[pulseaudio-discuss] [PATCH 04/13] loopback: Adjust rates based on latency difference

Wed Nov 11 11:30:22 PST 2015

11.11.2015 23:36, Tanu Kaskinen wrote:
> Sorry for being obtuse, but I don't follow what this simple bit of code
> is doing. You mentioned "P-controller" and the "Ziegler-Nichols
> method". I followed the Wikipedia link, and found that a P-controller
> is a very simple thing:

Actually it was me when splitting the patch :)

>
> u(t) = Kp * e(t)
>
> where
>
> u(t): the new control variable value (the new sink input rate)

No. The control variable is new_rate - base_rate.

>
> Kp: a tunable parameter (a magic number)
>
> e(t): the error value, i.e. the difference between the current process
> variable value and the target value (current latency minus configured
> latency)

Correct.

> The Ziegler-Nichols method can be used to choose Kp. For a P-controller
> Kp is defined as
>
> Kp = 0.5 * Ku
>
> where
>
> Ku: a number that, when used in place of Kp, makes u(t) oscillate in a
> stable manner

See below, I'll comment on that.

>
> (A sidenote: I probably have understood something wrong, because Kp is
> a plain number, and u(t) and e(t) have different units, so there
> appears to be a unit mismatch. u(t) is a frequency and e(t) is a time
> amount.)

Kp is not a plain number. It has the unit necessary to convert from the 
unit of error value to the unit of the control variable.

>
> Figuring out Ku seems to require having an initial calibration phase
> where various Ku values are tried and the oscillation of u(t) is
> measured. The code doesn't seem to do this. Could you explain how you
> have derived the formula in rate_controller()?
>

The formula is indeed not the most obvious one. We have exchanged some 
emails with Georg. If he permits, I can forward his email with the 
derivation of the non-linear part written on paper and scanned. But, to 
answer the question about the "optimal tuning" in the sense of 
Ziegler-Nichols method, we only need to talk about the linear 
approximation in latency_difference_usec, that is, put min_cycles to 1.0.

So:

new_rate = base_rate * (1.0 + latency_difference_usec / adjust_time)

I.e. here Kp = 1 / adjust_time, that's all.
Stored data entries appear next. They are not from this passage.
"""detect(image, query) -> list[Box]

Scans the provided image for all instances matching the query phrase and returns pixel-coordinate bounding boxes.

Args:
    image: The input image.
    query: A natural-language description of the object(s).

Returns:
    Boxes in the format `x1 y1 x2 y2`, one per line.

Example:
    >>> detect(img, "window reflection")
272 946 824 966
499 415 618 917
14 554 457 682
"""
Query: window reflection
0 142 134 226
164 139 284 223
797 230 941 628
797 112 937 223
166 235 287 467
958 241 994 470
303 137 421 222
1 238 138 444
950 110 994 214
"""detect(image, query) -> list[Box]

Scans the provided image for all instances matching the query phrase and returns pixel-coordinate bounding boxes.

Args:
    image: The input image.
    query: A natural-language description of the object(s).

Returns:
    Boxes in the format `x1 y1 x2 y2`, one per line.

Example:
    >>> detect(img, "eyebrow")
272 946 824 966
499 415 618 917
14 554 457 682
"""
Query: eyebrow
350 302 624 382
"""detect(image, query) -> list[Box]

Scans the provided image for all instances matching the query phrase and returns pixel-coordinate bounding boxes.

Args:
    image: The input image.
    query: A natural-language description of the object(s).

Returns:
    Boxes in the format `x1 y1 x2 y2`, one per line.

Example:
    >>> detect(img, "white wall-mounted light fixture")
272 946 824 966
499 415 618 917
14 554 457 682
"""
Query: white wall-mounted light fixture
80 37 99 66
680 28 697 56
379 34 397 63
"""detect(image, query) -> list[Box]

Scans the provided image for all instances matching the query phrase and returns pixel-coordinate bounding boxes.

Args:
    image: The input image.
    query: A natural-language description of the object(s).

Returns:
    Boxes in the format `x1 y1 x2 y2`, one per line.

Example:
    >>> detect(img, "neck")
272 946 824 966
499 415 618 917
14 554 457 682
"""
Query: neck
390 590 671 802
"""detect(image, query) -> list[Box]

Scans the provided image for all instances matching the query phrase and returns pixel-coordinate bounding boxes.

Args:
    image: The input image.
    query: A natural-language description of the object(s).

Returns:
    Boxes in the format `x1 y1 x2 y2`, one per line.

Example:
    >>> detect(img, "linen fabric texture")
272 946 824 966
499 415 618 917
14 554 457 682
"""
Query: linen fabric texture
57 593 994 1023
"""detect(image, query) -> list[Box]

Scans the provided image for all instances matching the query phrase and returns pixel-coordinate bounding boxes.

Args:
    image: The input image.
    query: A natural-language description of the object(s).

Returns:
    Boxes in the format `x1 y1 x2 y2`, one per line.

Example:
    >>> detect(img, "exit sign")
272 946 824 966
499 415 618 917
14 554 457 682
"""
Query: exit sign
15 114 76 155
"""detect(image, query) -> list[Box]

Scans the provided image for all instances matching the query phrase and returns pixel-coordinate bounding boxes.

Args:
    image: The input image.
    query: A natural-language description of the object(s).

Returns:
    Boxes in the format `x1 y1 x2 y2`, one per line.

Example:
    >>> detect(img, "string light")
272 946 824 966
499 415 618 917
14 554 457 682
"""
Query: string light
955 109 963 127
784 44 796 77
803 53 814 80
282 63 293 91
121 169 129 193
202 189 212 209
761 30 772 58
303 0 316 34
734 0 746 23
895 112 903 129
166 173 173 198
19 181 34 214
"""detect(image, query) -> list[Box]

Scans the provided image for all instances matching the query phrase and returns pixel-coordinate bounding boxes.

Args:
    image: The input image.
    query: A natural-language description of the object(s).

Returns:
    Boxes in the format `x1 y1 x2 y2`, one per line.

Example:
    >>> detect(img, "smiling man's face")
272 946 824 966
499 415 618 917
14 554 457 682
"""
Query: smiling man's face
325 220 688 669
Assuming that the correct rate is the nominal one (i.e. base_rate), 
which is a crude approximation but good enough for evaluating stability, 
the latency difference accumulates with the speed which is exactly 
(base_rate - new_rate) / base_rate. Indeed, in one second according to 
the input, base_rate samples will be pushed, but only new_rate samples 
will be pulled from the queue. So, each second, the queue grows by 
base_rate - new_rate samples. According to base_rate, it's (base_rate - 
new_rate) / base_rate seconds per second.

Now note that the new latency difference will be evaluated again in 
adjust_time. So, if we put Kp = 2 / adjust_time instead of what we did, 
then see what happens: by the time we look again, the latency difference 
will be overcorrected by a factor of 2. I.e. changes the sign. Then the 
rate controller will try to correct that again, and will again overshoot 
by a factor of 2, i.e. it will return to the original value. I.e. it 
will exhibit oscillations with constant amplitude - exactly what 
Ziegler-Nichols method calls for, when calibrating. We actually use Kp = 
1 / adjust_time, i.e. half of the critical value, which is exactly what 
Ziegler-Nichols method prescribes.

Note: I did not say that following this method is good for our purposes. 
The PID controller recommended in these papers (and used in Jack) is not 
optimal in the sense of Ziegler-Nichols method:

http://kokkinizita.linuxaudio.org/papers/usingdll.pdf
http://kokkinizita.linuxaudio.org/papers/adapt-resamp.pdf

-- 
Alexander E. Patrakov